“The bowl of the pipe is a sacrificial vessel that itself is a miniature cosmos. Often tobacco is added pinch by pinch, each explicitly dedicated to the sacred directions as well as animals and spirits (as part of ones relations), thus bringing the entire cosmos into the bowl itself…The offerings are directed towards the four cardinal directions, and the zenith, and the nadir. Euro-American observers often miss the totality of the directions because they do not observe the totality of the ritual movements, including the filling of the pipe. Smokers often indicate the zenith by motioning the pipe toward the sky, and the nadir, by touching the bowl of the pipe to the ground. The touching is appropriate because the bowl itself is understood as female, as is the earth.

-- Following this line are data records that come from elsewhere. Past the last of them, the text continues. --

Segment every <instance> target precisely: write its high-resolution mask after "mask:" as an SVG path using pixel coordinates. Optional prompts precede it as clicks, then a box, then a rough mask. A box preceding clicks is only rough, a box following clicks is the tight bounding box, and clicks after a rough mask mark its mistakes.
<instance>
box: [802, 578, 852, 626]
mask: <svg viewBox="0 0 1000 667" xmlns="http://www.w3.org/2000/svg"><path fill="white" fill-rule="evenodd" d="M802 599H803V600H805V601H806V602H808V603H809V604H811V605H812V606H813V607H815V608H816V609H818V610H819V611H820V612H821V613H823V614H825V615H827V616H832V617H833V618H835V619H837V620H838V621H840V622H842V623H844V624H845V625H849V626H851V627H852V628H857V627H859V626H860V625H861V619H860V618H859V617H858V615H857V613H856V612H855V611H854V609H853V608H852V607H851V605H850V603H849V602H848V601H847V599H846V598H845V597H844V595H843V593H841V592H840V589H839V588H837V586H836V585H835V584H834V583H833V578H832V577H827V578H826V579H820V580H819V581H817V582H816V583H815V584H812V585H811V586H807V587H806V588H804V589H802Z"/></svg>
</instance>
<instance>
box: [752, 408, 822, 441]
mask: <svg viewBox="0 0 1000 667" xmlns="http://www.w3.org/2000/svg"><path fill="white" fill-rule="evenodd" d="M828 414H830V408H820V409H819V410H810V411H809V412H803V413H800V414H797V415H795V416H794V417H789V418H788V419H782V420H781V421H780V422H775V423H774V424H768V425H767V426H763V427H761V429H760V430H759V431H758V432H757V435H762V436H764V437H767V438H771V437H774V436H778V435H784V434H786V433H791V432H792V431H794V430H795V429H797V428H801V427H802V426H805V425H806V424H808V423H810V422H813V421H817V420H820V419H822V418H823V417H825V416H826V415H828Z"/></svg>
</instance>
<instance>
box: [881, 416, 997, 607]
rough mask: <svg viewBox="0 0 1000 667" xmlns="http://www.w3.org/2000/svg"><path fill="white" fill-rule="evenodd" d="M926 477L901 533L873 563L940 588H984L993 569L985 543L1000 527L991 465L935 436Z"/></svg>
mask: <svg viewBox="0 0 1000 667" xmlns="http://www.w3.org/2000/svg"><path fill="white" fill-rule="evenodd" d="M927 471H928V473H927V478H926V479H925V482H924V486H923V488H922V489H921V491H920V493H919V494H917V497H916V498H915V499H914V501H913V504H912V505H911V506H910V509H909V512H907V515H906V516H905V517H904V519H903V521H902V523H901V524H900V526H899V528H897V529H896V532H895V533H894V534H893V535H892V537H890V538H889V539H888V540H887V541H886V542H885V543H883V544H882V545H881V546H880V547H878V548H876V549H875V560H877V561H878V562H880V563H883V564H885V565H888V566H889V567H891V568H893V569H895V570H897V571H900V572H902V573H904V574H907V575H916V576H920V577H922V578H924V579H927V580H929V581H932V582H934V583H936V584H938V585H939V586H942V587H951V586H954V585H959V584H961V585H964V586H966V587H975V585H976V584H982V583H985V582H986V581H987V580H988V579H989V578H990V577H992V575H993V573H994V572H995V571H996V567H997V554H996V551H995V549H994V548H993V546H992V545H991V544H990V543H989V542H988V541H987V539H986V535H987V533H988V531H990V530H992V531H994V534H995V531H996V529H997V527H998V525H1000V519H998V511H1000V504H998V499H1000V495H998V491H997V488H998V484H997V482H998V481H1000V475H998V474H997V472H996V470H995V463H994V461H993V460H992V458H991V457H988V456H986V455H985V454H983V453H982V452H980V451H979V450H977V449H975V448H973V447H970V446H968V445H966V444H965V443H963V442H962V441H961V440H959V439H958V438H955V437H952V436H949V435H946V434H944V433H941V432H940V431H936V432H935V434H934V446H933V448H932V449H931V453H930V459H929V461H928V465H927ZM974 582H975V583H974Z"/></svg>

“In communal smoking, the ritual also indicates the cosmos of social relationships. At the center is the self, the one holding the pipe. Next comes the circles of human relationships: family, clan and “nation.” Further outward is the sphere of animal relations: those who walk on the earth in the four directions, those who fly in the sky above, and those who crawl through the earth below or swim in the sea. Finally there is the sphere of the most powerful spirits: the Four Directions (Winds) and the Sky and Earth (Sea). Together these spheres of being form “all my relations.”
“Fundamental to cosmological understanding is the pairing of female and male spiritual powers that when combined, result in creation. The pipe itself consists of two parts, the bowl, which is symbolically female, and the stem, which is male. It is only when the stem is inserted in the bowl that the pipe is potent, and it is for this reason that the pipe is only joined at the beginning of the ceremony, and its separation indicates the termination of the ritual. Zenith and nadir, Sky and Earth, respectively are male and female; in their conjoining, plants and living creatures are created. So, too, the pipe bowl, with few exceptions, is of stone or clay, the substance of the female Earth, and the stem is usually of wood, from the procreated trees that rise toward the Sky.”